So far, the oil industry and its allies on Capitol Hill
have been able fight off proposals for tighter
regulation of the practice, which critics said can lead
to the pollution of underground water supplies that
supply rural towns and ranchers.
Hydraulic fracturing is the process of injecting
hundreds or even thousands of gallons of highly
pressurized fluids into the ground in order to fracture
rock formations and allow oil and natural gas trapped in
them to flow into wells where they can be brought to the
surface.
Critics have claimed the practice has fouled underground
water repeatedly with not only hydrocarbons, but also
the sometimes-toxic fracturing fluids.
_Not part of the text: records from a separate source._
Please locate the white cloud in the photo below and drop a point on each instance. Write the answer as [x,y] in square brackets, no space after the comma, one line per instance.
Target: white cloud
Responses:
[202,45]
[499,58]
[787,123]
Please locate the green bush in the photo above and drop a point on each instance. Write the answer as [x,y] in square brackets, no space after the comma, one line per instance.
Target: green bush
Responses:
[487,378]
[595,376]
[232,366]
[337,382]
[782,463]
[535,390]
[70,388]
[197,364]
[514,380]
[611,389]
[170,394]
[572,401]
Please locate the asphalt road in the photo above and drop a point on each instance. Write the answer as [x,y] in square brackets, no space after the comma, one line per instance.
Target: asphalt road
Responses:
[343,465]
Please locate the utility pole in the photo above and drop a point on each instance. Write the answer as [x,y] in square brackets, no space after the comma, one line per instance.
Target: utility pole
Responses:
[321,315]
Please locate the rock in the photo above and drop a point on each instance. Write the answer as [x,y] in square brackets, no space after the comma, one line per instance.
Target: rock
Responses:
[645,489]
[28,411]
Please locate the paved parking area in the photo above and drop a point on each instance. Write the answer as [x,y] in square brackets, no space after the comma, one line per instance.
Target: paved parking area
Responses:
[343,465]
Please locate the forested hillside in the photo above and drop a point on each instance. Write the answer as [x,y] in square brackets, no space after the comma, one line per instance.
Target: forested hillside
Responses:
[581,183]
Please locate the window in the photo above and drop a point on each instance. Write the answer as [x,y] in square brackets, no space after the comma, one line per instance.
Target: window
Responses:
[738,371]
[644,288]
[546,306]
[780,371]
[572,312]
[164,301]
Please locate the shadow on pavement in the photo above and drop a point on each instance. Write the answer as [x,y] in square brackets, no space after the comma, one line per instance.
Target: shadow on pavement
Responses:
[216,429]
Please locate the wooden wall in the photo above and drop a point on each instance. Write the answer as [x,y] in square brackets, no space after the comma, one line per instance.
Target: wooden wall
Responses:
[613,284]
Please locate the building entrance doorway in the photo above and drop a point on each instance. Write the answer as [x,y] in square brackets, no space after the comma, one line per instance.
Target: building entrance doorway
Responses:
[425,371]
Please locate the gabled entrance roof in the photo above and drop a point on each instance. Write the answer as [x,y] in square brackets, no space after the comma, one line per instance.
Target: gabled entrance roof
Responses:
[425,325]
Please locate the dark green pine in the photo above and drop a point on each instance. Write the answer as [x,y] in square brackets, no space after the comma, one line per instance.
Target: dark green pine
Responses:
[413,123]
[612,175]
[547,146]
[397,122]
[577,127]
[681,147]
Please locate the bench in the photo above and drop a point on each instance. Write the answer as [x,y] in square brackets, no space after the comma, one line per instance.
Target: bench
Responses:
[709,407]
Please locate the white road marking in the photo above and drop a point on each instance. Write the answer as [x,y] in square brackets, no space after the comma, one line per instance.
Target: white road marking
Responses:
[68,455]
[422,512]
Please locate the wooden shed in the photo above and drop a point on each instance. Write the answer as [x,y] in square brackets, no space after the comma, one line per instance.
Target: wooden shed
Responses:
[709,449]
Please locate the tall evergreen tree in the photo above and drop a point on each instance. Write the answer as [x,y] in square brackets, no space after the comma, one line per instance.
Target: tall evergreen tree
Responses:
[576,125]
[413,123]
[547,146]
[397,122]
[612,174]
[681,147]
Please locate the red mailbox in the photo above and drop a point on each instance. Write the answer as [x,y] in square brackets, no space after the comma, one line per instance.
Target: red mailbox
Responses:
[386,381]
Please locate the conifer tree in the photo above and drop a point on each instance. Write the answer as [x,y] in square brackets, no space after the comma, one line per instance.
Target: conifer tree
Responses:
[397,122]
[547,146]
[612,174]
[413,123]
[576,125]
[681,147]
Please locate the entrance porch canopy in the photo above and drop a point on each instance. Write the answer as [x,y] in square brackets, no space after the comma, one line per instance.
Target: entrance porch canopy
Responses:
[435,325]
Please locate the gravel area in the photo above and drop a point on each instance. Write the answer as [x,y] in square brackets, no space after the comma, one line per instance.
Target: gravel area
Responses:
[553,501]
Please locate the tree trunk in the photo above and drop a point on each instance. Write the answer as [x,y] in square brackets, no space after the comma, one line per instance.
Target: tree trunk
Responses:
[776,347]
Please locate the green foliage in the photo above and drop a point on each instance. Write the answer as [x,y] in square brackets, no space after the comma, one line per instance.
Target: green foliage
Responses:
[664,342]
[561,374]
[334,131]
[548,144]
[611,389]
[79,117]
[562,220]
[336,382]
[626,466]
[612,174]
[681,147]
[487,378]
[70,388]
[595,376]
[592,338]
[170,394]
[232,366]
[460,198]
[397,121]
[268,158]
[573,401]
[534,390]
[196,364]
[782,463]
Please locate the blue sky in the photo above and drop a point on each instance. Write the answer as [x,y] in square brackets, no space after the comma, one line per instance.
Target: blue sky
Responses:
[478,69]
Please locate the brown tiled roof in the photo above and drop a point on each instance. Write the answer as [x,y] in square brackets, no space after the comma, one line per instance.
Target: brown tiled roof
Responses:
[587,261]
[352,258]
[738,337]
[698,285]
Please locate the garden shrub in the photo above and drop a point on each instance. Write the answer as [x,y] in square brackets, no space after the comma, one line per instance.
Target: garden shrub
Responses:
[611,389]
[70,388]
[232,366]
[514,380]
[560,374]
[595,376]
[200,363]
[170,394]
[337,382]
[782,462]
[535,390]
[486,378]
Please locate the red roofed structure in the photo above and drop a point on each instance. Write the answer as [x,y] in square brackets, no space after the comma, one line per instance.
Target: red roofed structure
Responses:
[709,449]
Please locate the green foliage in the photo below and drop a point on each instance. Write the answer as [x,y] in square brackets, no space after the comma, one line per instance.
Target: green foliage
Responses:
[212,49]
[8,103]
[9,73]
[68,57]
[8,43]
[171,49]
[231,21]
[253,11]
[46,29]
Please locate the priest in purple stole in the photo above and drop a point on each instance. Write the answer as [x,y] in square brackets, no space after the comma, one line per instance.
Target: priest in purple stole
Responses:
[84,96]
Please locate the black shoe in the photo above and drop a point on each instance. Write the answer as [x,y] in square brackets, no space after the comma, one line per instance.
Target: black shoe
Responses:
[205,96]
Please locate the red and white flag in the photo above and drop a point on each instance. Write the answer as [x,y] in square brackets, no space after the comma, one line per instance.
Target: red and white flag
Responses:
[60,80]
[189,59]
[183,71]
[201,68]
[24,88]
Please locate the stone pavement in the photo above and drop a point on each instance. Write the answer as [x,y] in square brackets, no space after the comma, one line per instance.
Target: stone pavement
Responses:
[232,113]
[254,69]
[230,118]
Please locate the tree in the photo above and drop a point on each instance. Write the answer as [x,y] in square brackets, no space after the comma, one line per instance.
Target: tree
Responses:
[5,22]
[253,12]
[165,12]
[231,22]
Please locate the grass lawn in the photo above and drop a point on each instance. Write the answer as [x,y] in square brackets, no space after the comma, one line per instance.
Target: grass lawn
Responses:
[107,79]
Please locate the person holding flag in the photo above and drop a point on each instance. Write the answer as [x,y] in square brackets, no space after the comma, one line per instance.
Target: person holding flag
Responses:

Environmentalists
are particularly concerned about the increasing use of
fracturing to coax gas out of hard-to-reach deposits
known as tight sands, and from coal seams that often are
much nearer to the surface than conventional gas
reserves.
Energy companies insist hydraulic fracturing -- known in
the oil-and-gas business as fracking -- is safe and
should not be placed under the burdensome jurisdiction
of the 1974 Safe Drinking Water Act. Nevertheless, their
staunch opposition to regulation has stirred up
opponents who contend that if fracturing is so safe, why
is the industry fighting a level of environmental
oversight and reassurance?
"This is supposedly an open society. Would you want
hydraulic fracturing taking place next to your water
well without you being able to know what the risks are?"
asked Wes Wilson, an Environmental Protection Agency
engineer based in Colorado who has been a public critic
of his own agency's handling of the issue.
It is a question some members of Congress want answered
as the Energy Policy Act of 2005 moves from the House to
the Senate -- perhaps by the end of this month -- where
it previously ran aground in large part over provisions
granting the industry a level of protection from
liability for groundwater contamination from methyl
tertiary-butyl ether -- better known as MTBE.
The House Energy and Commerce Committee defeated
proposed amendments to the energy bill late Wednesday
that would have banned the use of diesel fuel as a
fracturing fluid and require further study before the
exemption to the Safe Drinking Water Act would take
effect.
Wilson last year sent a dour critique to Congress of the
EPA's 2004 final report on fracturing and whether or not
it posed enough of a threat to be regulated under the
act. In a conference call with reporters Wednesday,
Wilson and other speakers characterized the EPA report
as basically glossing over the matter.
The EPA report was issued last year based on what
critics characterized as a spotty review of current data
and a lack of field testing of water in areas where
fracturing takes place.
Critics included the Oil and Gas Oversight Project, the
organizers of Wednesday's conference call, which
contended the EPA was, in effect, giving the oil
industry a pass in order to clear the way for the
increased domestic production, which is a cornerstone of
the Bush administration's energy policy.
In a policy statement urging that fracturing not be
regulated, the American Association of Petroleum
Geologists told Congress the technique had been used in
oil fields since the 1940s and was becoming increasingly
important as drillers go after "tighter" deposits of oil
and natural gas -- meaning deposits that are more
difficult to recover.
Geoffrey Thyne, a geochemist with the Colorado School of
Mines in Golden, told reporters on the conference call
as many as 90 percent of new wells in the near future
will require fracturing, which means virtually the
entire industry will have a new layer of regulation to
contend with at a time when they already are scrambling
to meet increasing energy demand.
At the same time, increased monitoring under an EPA
mandate conceivably could turn up instances of well
contamination that could leave the drilling companies
vulnerable to lawsuits from landowners.
"It is required at this point to use hydraulic
fracturing in the tight sands that the administration
has earmarked as part of our national security," Thyne
said. "They are basically being required to use it."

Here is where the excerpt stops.